The use of words like ‘Sequence’ indicates that ‘Find the next in this sequence’ is a common type. Other puzzles are closer to general knowledge quizzes (e.g. identifying films from plot summaries) with picture quizzes also interspersed, many involving putting names to (allegedly, as far as my sampling goes) well-known people.
Hefty inserts of glossy pages include material from the World War II era at Bletchley Park, connecting present-day puzzle solving with its genesis around code-breaking activities during the War. The Telegraph crossword supposedly used to recruit codebreakers also appears. However, few of the puzzles in the book are themselves crosswords, though there are some. The book is a substantial paperback, and doesn’t lend itself to opening flat for entering solutions so that may be no bad thing.
It helps that there are hints, and answers to many of the puzzles.
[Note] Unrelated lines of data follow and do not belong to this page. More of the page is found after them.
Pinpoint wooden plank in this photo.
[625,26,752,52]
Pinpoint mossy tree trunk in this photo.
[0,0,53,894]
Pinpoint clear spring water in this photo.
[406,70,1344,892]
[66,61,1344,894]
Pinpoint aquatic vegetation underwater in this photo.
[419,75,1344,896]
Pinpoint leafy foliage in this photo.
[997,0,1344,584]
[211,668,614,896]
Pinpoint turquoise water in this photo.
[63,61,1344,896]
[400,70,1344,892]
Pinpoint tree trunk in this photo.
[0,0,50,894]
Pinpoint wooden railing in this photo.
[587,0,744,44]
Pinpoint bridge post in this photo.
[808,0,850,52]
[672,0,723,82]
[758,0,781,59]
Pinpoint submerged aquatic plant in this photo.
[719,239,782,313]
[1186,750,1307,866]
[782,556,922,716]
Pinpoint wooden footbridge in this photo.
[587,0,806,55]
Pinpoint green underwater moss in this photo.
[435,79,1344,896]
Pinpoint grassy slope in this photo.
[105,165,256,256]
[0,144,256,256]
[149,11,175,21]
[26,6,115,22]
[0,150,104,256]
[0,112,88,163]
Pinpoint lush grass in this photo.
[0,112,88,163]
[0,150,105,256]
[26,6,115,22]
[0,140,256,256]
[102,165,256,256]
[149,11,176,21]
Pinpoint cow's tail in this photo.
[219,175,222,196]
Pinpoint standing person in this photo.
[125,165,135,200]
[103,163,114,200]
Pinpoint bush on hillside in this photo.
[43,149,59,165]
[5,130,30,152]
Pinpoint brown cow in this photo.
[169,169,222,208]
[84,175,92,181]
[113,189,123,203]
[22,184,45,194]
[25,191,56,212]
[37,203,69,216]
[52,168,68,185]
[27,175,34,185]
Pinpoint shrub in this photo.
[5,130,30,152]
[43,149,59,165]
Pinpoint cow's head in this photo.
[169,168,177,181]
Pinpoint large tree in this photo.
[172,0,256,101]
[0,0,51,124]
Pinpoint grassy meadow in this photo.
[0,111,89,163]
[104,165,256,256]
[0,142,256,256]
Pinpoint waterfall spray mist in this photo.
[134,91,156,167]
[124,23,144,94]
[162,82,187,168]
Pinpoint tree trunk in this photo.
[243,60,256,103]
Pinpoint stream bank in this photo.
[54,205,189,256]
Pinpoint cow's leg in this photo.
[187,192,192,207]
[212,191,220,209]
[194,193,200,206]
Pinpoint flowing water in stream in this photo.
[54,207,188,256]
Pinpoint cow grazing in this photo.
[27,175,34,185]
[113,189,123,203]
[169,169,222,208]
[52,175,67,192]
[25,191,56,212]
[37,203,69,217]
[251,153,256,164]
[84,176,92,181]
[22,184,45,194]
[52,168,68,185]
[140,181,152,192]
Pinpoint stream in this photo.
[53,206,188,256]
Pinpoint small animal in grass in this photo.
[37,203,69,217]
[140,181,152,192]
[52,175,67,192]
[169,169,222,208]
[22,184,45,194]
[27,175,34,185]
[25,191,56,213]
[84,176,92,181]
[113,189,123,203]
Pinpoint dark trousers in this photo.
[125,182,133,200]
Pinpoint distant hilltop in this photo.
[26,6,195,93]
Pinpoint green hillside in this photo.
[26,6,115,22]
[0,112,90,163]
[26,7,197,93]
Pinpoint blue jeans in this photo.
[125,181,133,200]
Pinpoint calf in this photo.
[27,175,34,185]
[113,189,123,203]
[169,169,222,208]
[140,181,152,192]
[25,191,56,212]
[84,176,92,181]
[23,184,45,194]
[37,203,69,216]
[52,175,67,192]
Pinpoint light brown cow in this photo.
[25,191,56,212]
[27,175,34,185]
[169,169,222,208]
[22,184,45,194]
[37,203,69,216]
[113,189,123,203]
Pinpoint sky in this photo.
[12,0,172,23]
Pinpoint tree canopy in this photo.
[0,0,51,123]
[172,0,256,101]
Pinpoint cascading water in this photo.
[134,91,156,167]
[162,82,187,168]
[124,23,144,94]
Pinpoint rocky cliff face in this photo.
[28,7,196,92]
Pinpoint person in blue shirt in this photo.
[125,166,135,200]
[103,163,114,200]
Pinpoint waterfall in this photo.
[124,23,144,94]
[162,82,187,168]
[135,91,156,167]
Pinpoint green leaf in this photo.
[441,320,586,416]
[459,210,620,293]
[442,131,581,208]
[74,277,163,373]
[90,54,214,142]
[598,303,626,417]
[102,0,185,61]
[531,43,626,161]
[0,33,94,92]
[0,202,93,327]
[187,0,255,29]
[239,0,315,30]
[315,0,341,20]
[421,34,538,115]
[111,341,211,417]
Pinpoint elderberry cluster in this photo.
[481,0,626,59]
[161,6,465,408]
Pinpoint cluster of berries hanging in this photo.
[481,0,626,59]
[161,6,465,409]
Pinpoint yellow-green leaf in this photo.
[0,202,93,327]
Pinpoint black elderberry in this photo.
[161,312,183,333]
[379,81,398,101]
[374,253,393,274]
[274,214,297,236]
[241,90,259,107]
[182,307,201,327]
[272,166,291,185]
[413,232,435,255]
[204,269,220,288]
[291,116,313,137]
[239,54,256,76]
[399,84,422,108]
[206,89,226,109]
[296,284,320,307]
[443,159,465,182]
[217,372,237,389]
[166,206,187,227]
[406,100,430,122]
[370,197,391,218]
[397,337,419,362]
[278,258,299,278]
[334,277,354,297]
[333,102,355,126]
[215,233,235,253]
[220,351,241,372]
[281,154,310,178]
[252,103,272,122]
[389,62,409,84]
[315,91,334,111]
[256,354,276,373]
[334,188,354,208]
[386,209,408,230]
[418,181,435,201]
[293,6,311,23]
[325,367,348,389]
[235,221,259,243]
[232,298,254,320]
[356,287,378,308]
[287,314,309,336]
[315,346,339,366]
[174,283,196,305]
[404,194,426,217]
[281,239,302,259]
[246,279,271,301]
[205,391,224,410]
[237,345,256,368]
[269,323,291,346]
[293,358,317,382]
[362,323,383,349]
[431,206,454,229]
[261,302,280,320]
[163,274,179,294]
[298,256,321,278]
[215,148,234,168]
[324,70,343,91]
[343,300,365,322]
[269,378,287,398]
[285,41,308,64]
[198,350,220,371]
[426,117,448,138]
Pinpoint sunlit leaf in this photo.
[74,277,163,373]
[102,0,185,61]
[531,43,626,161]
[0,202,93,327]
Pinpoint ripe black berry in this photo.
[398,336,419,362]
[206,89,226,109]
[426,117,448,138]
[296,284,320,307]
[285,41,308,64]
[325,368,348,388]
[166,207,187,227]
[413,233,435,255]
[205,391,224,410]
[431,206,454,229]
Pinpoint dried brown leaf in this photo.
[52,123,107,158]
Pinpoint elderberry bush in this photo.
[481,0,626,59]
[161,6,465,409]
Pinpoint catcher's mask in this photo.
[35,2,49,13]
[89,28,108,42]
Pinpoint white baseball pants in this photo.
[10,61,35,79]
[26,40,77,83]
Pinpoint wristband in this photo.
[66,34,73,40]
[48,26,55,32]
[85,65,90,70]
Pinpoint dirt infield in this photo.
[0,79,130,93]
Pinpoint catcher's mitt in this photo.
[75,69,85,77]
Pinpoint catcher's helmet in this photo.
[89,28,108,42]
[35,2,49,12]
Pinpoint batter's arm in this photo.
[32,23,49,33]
But not all – indeed, not everything that is a puzzle is necessarily announced. There is something curious in the endpapers, for example, and I doubt the letters on the front cover are as innocuous as they might be.
Stop and read the initial letters of these paragraphs. Buying the book benefits a range of mental health charities, just as the card last year encouraged donations to the NSPCC. A patron of the charities happened to have a grandmother who worked at Bletchley, while the fact that she’s likely to be Queen one day really made the choice of foreword writer a foregone conclusion.
And, stepping away from things acrostical, I’d like to say thanks to Penguin for sending me a copy. (Amazon have been sending me reminders about it too, but Penguin got in first!)